Principle 1: Sustained practice of improved WASH behaviours requires a comprehensive approach that is multi-layered and addresses multiple domains.  WIF and systems thinking falls within this principle.

Principle 2: Behaviour-centered approaches are organised around a hypothesis of change, recognising that WASH behaviors (all behaviors, in fact) are influenced and maintained by a set of context-specific internal and external determinants.  The BEHAVE Framework falls within this principle.

Principle 3: Behaviour-centered approaches require research to shape programming. Various research methods systematically identify behavioural determinants, help explain audience context, and hone in on emotive factors that influence behaviors. This research may be original or findings applied from previous, relevant research.  Here the brief looks more closely at WASHplus’ research approaches, such as Trials of Improved Practices (TIPs),  making the point that “existing data and information, together with project-generated insights, are essential to plan comprehensive behavior change strategies.”

Principle 4: Behavior-centered approaches accommodate relevant behavioural options, starting from one’s current context (or stage) and negotiating small, doable improvements toward ideal WASH practices. The Stages of Change theory and Small Doable Action theory fall within this principle.

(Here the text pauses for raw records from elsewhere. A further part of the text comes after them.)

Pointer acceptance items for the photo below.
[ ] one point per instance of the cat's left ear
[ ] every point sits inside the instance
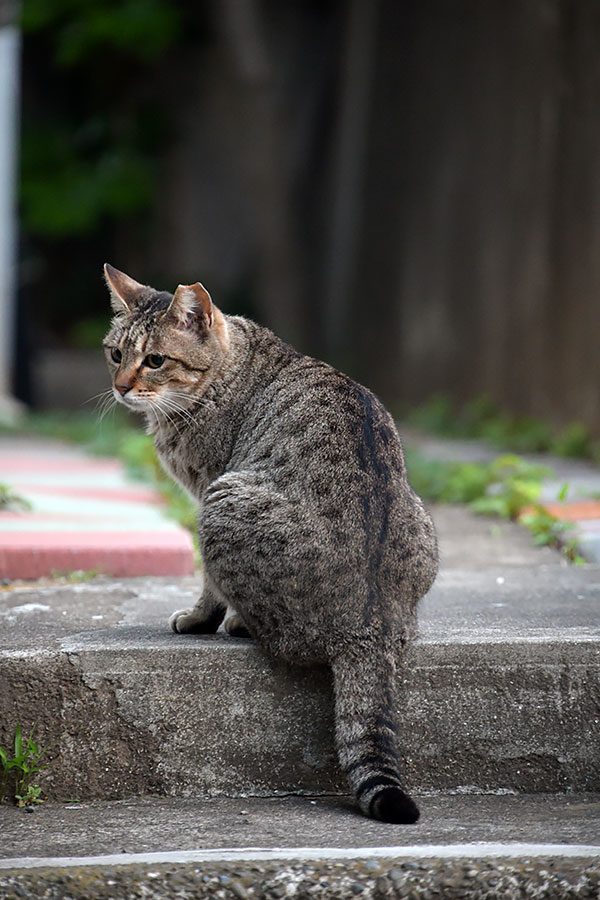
(191, 306)
(124, 291)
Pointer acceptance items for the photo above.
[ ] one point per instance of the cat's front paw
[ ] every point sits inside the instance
(194, 621)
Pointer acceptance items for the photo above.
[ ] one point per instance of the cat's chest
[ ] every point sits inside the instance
(179, 460)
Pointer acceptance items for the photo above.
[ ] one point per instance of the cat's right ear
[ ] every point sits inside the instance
(124, 291)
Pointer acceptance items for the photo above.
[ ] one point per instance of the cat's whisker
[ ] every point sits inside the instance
(157, 406)
(177, 408)
(98, 397)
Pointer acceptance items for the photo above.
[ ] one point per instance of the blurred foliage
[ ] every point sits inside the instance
(88, 149)
(142, 28)
(483, 419)
(509, 487)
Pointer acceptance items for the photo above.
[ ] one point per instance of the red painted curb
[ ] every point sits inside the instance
(35, 554)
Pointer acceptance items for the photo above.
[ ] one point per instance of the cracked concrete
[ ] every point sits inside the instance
(502, 690)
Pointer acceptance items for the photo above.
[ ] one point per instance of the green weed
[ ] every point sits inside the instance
(11, 502)
(483, 419)
(509, 488)
(19, 769)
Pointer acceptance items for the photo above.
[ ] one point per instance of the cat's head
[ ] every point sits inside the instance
(163, 350)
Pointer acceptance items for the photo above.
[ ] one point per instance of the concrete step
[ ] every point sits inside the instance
(464, 846)
(502, 691)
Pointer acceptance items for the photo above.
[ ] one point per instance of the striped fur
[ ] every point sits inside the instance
(313, 541)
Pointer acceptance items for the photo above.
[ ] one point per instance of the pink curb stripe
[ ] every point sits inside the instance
(35, 554)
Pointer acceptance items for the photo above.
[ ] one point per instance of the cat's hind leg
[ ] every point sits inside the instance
(204, 618)
(234, 624)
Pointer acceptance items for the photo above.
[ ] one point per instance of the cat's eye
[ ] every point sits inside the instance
(154, 360)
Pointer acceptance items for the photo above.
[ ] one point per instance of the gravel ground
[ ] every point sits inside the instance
(371, 878)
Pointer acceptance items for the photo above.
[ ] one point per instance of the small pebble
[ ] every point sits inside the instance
(239, 890)
(372, 865)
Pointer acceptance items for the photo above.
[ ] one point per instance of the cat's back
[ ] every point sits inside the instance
(312, 428)
(330, 445)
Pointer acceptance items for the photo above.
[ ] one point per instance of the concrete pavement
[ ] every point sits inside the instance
(501, 744)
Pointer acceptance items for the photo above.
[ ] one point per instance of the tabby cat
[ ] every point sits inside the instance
(313, 541)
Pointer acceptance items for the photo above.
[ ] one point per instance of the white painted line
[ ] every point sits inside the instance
(258, 854)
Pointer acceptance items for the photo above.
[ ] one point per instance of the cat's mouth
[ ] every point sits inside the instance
(133, 401)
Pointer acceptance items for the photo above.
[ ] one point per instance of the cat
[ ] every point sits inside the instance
(312, 540)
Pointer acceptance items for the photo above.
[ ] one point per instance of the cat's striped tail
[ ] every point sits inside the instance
(366, 736)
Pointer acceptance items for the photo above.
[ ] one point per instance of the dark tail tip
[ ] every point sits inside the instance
(393, 805)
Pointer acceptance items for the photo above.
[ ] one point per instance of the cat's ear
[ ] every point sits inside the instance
(191, 306)
(124, 291)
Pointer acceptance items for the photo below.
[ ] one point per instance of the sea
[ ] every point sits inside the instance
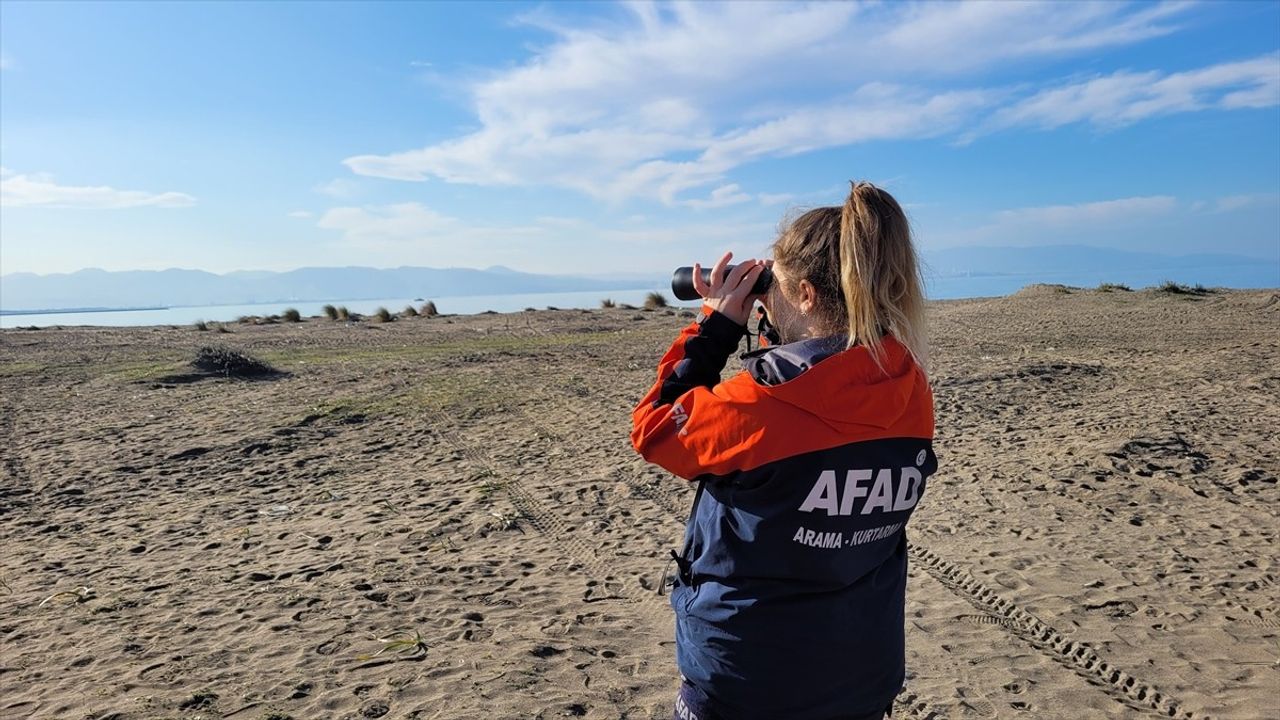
(949, 287)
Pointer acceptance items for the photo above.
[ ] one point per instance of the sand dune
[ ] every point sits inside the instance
(443, 518)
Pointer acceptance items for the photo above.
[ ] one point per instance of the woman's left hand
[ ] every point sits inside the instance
(731, 296)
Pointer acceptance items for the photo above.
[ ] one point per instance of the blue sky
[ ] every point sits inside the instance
(624, 137)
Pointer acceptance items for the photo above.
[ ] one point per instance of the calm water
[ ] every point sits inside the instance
(938, 288)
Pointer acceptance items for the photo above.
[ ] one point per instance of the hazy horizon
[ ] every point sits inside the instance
(590, 139)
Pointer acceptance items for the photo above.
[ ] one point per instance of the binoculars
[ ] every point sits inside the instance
(682, 282)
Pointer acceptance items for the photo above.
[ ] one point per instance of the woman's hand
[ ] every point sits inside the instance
(731, 296)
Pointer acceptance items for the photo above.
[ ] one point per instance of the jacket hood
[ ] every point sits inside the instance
(841, 386)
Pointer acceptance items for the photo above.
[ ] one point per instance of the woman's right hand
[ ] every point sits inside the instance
(731, 296)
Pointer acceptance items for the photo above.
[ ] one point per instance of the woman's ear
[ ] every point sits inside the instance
(808, 296)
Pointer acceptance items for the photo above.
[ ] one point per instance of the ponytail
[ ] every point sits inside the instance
(878, 274)
(862, 263)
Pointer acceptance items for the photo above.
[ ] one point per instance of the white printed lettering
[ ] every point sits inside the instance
(906, 495)
(823, 495)
(882, 493)
(854, 490)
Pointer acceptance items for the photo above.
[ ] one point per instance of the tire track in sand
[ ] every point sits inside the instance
(1080, 657)
(536, 514)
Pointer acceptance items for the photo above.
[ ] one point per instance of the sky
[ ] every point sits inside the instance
(609, 139)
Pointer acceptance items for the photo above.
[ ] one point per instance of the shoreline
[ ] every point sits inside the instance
(1098, 541)
(1178, 288)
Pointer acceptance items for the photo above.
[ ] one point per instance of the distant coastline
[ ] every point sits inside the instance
(63, 310)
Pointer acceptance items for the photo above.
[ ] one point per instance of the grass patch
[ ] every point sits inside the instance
(10, 369)
(1170, 287)
(231, 364)
(1114, 287)
(401, 645)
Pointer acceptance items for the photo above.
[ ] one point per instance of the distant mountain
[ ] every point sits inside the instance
(136, 288)
(1066, 259)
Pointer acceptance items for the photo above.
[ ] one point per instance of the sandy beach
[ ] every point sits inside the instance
(444, 519)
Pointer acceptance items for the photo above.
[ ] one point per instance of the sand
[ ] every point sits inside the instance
(1098, 542)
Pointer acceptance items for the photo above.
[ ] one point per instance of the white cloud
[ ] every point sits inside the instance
(41, 191)
(411, 233)
(341, 188)
(673, 98)
(1125, 98)
(720, 197)
(776, 197)
(401, 222)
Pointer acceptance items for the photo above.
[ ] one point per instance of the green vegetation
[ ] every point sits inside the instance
(403, 643)
(1170, 287)
(26, 368)
(1114, 287)
(229, 363)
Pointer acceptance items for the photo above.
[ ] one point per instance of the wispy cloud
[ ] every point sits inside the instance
(720, 197)
(41, 191)
(670, 100)
(341, 188)
(1125, 98)
(414, 233)
(1105, 222)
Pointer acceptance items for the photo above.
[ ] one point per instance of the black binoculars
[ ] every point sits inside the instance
(682, 282)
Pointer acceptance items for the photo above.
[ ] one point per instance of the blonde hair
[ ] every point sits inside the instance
(863, 255)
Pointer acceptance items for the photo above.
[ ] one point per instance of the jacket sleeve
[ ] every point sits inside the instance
(689, 386)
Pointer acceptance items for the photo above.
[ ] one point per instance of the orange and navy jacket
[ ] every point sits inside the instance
(791, 589)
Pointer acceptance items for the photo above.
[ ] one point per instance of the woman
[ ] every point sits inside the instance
(791, 587)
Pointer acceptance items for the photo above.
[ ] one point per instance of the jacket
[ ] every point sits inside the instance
(791, 591)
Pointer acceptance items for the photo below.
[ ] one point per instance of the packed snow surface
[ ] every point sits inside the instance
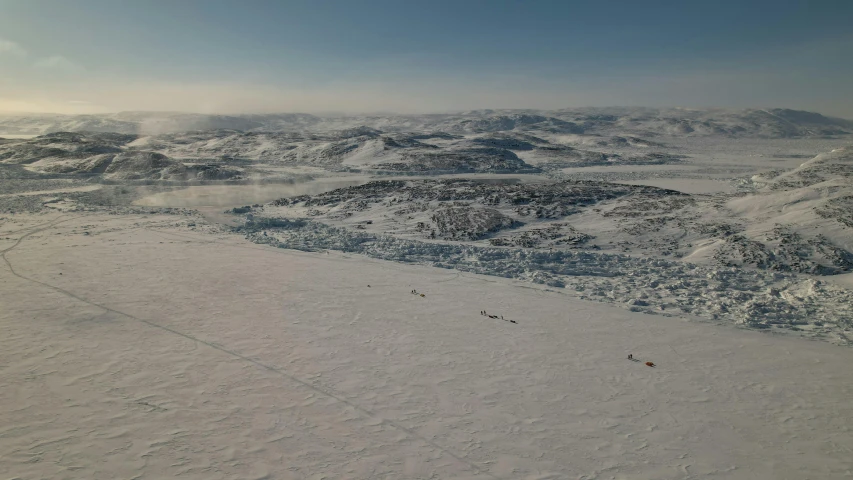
(427, 296)
(141, 346)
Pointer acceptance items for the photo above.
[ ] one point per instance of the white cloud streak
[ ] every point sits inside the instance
(58, 62)
(11, 48)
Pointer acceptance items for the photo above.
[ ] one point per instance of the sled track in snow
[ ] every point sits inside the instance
(316, 388)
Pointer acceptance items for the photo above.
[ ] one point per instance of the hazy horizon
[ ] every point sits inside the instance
(219, 57)
(413, 113)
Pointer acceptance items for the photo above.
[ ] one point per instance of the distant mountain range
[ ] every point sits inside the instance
(769, 123)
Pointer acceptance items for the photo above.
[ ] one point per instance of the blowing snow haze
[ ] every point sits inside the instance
(470, 240)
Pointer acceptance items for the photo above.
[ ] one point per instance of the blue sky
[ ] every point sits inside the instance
(417, 56)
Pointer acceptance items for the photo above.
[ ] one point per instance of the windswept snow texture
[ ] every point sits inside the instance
(736, 216)
(427, 296)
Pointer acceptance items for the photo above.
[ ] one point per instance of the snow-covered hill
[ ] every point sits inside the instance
(768, 123)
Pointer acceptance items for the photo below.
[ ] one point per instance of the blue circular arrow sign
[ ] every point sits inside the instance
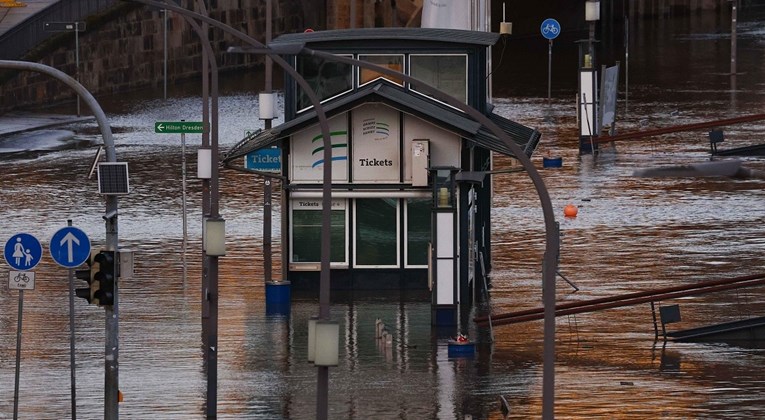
(23, 251)
(550, 28)
(70, 247)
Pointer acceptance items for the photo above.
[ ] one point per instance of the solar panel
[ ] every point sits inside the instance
(113, 178)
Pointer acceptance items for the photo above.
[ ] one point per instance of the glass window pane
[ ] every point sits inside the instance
(393, 62)
(376, 231)
(326, 78)
(306, 236)
(447, 73)
(417, 230)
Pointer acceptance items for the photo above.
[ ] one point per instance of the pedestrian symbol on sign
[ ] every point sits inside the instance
(23, 251)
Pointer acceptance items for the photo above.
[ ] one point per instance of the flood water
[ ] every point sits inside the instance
(631, 234)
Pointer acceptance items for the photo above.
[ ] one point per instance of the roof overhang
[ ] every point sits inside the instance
(405, 101)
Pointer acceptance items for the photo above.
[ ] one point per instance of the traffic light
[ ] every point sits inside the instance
(88, 274)
(104, 277)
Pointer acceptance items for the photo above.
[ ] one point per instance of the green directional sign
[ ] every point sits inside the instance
(178, 127)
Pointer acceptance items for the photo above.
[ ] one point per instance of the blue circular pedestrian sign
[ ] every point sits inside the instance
(550, 28)
(23, 251)
(70, 247)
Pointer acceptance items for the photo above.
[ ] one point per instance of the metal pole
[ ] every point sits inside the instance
(549, 71)
(18, 358)
(183, 202)
(267, 208)
(626, 62)
(164, 70)
(267, 263)
(77, 59)
(733, 19)
(111, 236)
(72, 366)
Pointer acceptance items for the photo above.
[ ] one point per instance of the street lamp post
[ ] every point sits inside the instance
(552, 239)
(111, 351)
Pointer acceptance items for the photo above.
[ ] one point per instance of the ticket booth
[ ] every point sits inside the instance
(403, 216)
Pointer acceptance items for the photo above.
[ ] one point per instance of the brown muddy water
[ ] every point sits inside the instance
(631, 234)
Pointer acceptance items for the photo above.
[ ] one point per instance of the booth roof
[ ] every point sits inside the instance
(420, 106)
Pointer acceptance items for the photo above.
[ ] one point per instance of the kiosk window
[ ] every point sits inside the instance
(328, 79)
(377, 231)
(418, 212)
(306, 236)
(447, 73)
(393, 62)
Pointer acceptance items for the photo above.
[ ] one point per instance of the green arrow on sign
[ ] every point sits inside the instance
(178, 127)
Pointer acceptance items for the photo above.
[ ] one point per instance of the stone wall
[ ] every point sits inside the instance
(123, 49)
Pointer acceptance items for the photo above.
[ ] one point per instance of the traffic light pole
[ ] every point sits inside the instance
(111, 343)
(112, 312)
(71, 339)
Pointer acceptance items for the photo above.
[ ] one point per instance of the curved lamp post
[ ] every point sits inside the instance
(111, 356)
(323, 371)
(552, 240)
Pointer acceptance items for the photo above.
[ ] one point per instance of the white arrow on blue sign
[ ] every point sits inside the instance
(70, 247)
(23, 251)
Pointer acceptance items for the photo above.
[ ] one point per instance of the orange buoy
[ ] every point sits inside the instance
(570, 210)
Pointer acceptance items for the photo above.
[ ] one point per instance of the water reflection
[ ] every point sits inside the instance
(630, 234)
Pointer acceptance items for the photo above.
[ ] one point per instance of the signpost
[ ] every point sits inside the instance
(264, 160)
(77, 27)
(178, 127)
(22, 252)
(550, 29)
(70, 248)
(181, 127)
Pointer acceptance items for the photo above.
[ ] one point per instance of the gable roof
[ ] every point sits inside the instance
(406, 101)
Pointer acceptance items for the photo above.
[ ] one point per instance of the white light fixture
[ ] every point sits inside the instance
(327, 343)
(312, 338)
(266, 106)
(214, 237)
(591, 11)
(204, 163)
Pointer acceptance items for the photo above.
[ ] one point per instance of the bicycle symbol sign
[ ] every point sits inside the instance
(21, 280)
(550, 28)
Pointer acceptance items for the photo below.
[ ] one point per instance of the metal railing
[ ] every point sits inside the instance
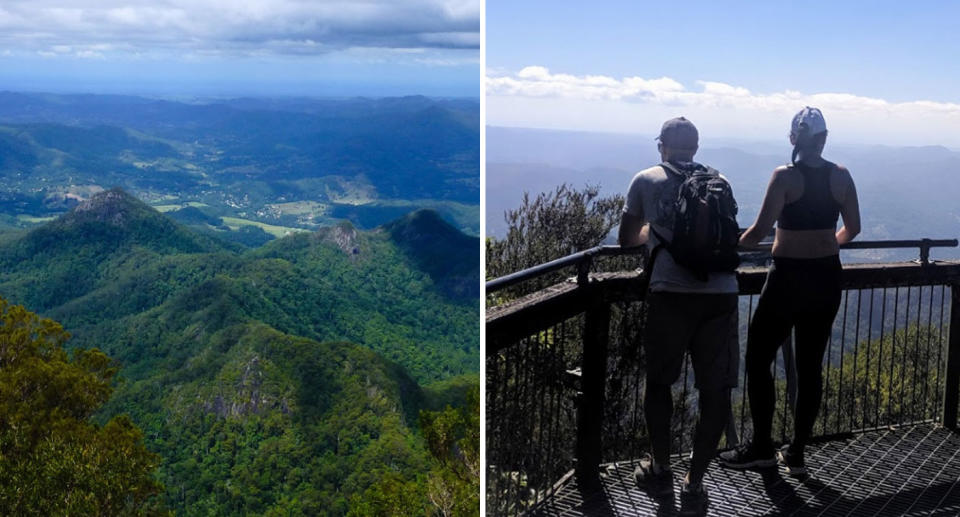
(565, 370)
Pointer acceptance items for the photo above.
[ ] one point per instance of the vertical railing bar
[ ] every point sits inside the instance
(893, 356)
(493, 381)
(843, 352)
(522, 397)
(641, 320)
(523, 416)
(856, 361)
(555, 379)
(952, 373)
(562, 392)
(915, 388)
(542, 349)
(866, 380)
(683, 403)
(883, 325)
(943, 301)
(786, 391)
(927, 409)
(590, 414)
(743, 387)
(512, 480)
(825, 414)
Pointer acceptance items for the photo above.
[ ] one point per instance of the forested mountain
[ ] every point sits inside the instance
(287, 163)
(285, 378)
(904, 192)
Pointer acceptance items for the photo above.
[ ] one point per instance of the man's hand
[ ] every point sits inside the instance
(633, 231)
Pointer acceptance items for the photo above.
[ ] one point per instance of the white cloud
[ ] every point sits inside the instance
(250, 27)
(537, 97)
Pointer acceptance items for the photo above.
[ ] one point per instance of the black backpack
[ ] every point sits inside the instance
(705, 229)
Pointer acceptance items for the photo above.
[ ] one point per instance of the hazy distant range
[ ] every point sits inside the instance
(905, 192)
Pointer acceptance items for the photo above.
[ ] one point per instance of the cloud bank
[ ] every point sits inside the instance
(235, 27)
(634, 103)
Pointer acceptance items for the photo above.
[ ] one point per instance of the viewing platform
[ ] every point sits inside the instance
(565, 375)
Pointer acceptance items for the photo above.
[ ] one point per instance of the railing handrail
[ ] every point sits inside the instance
(585, 258)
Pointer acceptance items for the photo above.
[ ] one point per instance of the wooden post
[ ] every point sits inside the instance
(590, 410)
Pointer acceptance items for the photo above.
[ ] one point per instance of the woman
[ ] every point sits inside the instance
(802, 290)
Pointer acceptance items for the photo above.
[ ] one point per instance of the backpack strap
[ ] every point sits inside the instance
(683, 172)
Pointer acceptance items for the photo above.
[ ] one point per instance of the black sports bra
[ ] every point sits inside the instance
(816, 209)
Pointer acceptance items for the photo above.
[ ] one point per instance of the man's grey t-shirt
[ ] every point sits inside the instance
(651, 197)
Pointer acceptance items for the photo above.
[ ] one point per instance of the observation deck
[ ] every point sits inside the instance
(565, 374)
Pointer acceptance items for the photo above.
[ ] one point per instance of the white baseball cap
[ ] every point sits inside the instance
(809, 121)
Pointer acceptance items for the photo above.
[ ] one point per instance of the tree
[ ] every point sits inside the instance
(453, 437)
(53, 459)
(550, 226)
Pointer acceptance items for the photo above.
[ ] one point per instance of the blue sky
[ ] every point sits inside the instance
(879, 68)
(254, 47)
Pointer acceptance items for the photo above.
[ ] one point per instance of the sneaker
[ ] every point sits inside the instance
(792, 460)
(745, 457)
(693, 500)
(656, 484)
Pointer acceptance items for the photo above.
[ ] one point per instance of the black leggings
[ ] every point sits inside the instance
(800, 294)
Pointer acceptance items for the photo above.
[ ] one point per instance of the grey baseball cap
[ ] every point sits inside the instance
(679, 133)
(809, 121)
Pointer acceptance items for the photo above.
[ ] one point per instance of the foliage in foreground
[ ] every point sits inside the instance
(547, 227)
(452, 487)
(53, 460)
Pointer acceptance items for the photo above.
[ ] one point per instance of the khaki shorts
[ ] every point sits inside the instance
(705, 324)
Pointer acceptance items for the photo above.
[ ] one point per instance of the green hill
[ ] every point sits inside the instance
(283, 379)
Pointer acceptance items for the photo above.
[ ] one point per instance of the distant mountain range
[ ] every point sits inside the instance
(285, 378)
(905, 192)
(293, 163)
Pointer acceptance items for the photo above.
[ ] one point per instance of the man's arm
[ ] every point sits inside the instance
(849, 210)
(773, 202)
(633, 231)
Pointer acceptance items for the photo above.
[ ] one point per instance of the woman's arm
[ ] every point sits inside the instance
(773, 202)
(849, 210)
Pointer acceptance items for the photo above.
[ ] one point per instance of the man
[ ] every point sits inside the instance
(686, 311)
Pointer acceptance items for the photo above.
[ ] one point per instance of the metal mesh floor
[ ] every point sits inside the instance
(905, 471)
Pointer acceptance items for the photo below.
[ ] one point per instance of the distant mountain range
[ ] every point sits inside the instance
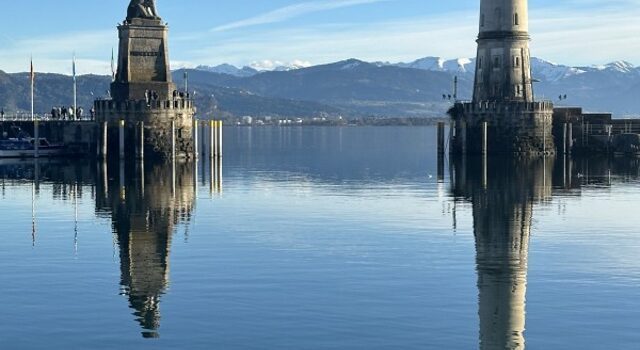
(350, 88)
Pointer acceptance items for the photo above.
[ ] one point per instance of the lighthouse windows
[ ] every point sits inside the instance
(518, 90)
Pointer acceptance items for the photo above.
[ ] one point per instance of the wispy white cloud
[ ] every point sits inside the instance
(292, 11)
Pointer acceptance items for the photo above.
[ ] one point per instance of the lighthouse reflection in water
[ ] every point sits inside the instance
(502, 193)
(146, 202)
(324, 238)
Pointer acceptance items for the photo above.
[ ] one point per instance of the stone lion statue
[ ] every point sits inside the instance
(142, 9)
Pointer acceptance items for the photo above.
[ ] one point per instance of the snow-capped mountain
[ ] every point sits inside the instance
(618, 66)
(439, 64)
(230, 70)
(551, 72)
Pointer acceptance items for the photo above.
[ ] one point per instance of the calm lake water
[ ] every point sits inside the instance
(322, 238)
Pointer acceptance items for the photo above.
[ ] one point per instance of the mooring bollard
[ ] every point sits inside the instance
(440, 138)
(36, 139)
(121, 139)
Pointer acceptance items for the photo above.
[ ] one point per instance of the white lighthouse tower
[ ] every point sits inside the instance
(503, 116)
(503, 68)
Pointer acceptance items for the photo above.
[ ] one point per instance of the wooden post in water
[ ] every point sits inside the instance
(452, 136)
(173, 139)
(570, 139)
(215, 139)
(36, 138)
(220, 139)
(121, 139)
(212, 142)
(140, 150)
(485, 141)
(564, 138)
(195, 139)
(105, 133)
(464, 138)
(440, 138)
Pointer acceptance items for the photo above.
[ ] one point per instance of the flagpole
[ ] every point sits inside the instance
(32, 76)
(113, 67)
(75, 88)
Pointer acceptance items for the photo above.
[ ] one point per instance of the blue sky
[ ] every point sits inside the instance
(260, 32)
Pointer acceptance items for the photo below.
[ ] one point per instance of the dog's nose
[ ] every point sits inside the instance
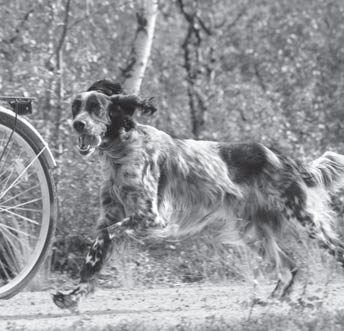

Principle 5: Behavior-centered approaches reach to the reflexive mind responsible for habits, as well as the reflective, conscious, and deliberate mind. The ideas emerging out of Science of Habit Formation theory fall within this principle. 

The brief concludes by making the point that the greater WASH community needs to continue efforts to address key determinants for behaviour change using tested and innovative approaches. For example, “the recent infusion of habit strategy into WASH behavior change work offers particular promise that still needs further testing and assessment to understand whether and how this approach can sustainably change the way people practice hygiene.”

Source

WASHplus website on September 19 2016.